The Weil Petersson Geometry for Teichmueller Space
An overview of the WP local geometry for the space of marked Riemann surfaces will be presented. Curvature properties of the metric and convexity properties of geodesic-length functions will be considered. The CAT(0) geometry of the completion, the augmented Teichmueller space, will be described. The augmented space is the closed convex hull of the maximal points in the bordification. A proof of the Masur-Wolf theorem on WP isometries will be presented.

           
Friday, April 13 - B844 East Hall
  2:00 - 3:00 PM   Wolf   Local and Global Computations in Teichmuller Space.
We discuss complex analytic and Riemannian approaches to computing the changes of invariants on Riemann surfaces as the conformalor hyperbolic structure changes. We apply these methods in a few examples.
  3:15 - 4:15 PM   Luo  

New coordinates of Teichmuller Spaces of Surfaces with Boundary
In our recent work, we introduced, for each real
number t, coordinate C_t of the Teichmuller space of a surface
with boundary. These coordinates arise naturally from
variational principles associated to a surface with ideal
triangulation. It is proved that, for non-negative t, the images of the Teichmuller space in these coordinates C_t are a open convex polytope independent of t. Many interesting questions about these coordinates will be discussed.

  4:30 - 5:30 PM   Wolpert  

A Medley of WP Formulas
Formulas will be presented for the pairing of geodesic-length gradients, for geodesic-length Hessians and for the WP connection. Comparability models for the metric will be presented. Properties of geodesics terminating at the augmentation locus will be discussed. The Alexandrov tangent cone of the augmented Teichmueller space will be described. A fixed point theorem for group actions will be described.

           
Saturday, April 14 - B844 East Hall
  9:30-10:30 AM  

Luo

 

  Grothendieck's Reconstruction Principle for Teichmuller Spaces
According to Grothendieck in his Esquisse d'un programme, surface theory should be built on two simple surfaces, i.e., the 1-holed torus and the 4-holed sphere. We will try to explain Grothendieck's idea using a result on Teichmuller
spaces.
  11:00 AM-
12:00 PM
  Wolf  

Degeneration in Teichmuller Space and Applications.
We describe some compactifications to spaces of Riemann
surfaces, with some applications outside Riemann surface theory.

           
  1:00 - 2:00 PM   Wolpert  

Estimating hyperbolic Green’s functions for degenerating surfaces (pdf)

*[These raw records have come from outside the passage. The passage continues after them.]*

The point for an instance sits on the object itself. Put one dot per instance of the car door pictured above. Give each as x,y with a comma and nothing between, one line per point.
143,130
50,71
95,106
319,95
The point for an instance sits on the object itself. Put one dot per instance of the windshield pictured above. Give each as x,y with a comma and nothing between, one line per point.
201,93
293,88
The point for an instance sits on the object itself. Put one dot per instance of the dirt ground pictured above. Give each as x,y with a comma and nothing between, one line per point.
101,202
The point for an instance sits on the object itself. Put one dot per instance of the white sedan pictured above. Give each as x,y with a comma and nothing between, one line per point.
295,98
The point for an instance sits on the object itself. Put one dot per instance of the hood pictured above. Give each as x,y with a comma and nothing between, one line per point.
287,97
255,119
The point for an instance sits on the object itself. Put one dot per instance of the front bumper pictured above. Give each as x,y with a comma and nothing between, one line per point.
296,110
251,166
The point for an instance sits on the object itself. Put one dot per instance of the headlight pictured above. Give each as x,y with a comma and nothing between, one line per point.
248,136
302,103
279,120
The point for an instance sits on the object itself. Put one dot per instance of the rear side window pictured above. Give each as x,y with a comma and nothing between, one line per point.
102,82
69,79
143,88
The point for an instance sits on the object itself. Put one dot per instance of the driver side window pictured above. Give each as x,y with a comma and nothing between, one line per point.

  2:15 - 3:15 PM   Ivanov  

Teichmüller Spaces and Teichmüller Modular Groups I
The Teichmüller modular groups, also known as the
mapping class groups of surfaces, are the groups of the
isotopy class of self-diffeomorphisms of a surface. At the
same time they may be considered as the orbifold fundamental
groups of the moduli spaces of Riemann surfaces. The moduli
spaces are the quotients of Teichmüller spaces by the natural
action of Teichmüller modular groups.

We will describe how these actions can be used in order to understand the algebraic structure of Teichmüller modular groups (for example, to compute their cohomological dimension). A key ingredient is the complex of curves, which describes the combinatorics of degenerations of Riemann surfaces.

For the most of the time, we will approach Teichmüller spaces from the elementary viewpoint of the hyperbolic surfaces (as opposed to the complex-analytic point of view).

We will also make a connection with a topic discussed in the lectures of S. Wolpert, namely with the classical result of Royden which inspired the Masur-Wolf theorem about the WP isometries.

  3:30 - 4:30 PM  

Ivanov

 

  Teichmüller Spaces and Teichmüller Modular Groups II
(continuation)
           

 

Sponsors
Sponsored by the National Science Foundation via our RTG grant in Geometry, Topology and Dynamics, and the FRG Geometric Function Theory.
Also supported by the Department of Mathematics at the University of Michigan.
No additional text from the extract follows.